Romance is legitimate artistic expression by any measure I can offer. Romances provide educational opportunities, both intellectual and emotional. Entertainment in fiction is a legitimate artistic goal. Romances with beautiful language and unique construction exist. But of course, you actually have to read them in order to realize that.

One comment

  1. I loved this, and heartily agree. Resorting to the "it sells so well, maybe you don't even know how important this is" argument is easy, and accurate, but also short changing.

    It is educational, in all the ways you said. And it's also educational about empathy. I love reading a wide diversity of heroines and heroes that are, honestly, people I'd never get to know IRL because they're too rich or poor or New Yorker for us to really be comfortable around each other. It teaches me to remember how rude that woman in the DMV is, she has a story, which is comprised of mundane things and massive important interesting things.

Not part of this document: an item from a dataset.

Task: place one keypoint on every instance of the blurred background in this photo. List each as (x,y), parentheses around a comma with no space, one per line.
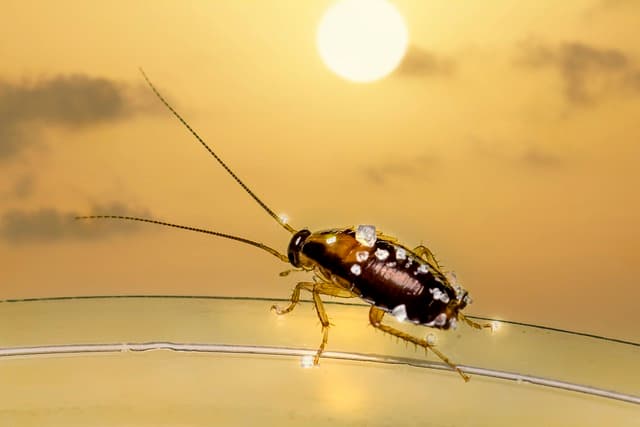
(506,140)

    For me, the argument I want to see stood by more is it IS fun. It IS pleasure. Pleasure is dismissed, but should it be? Whenever the subject comes up, people talk about the year their mother was dying slowly and they could barely think between hospital visits and grief, but they read romance novels and it got them through. Accidents and illnesses and trauma and fear are unfortunately an everyday part of life, and reprieve is not something to begrudge anyone. Even without resorting to the obvious tragedies, life can really wear someone down. Long hours, anxiety, fear of the unknown and fear for the future, mundane drudgery, boring tasks–they all add up. Having time away from that is good for us, good for our minds and good for our bodies. So people should quit knocking it.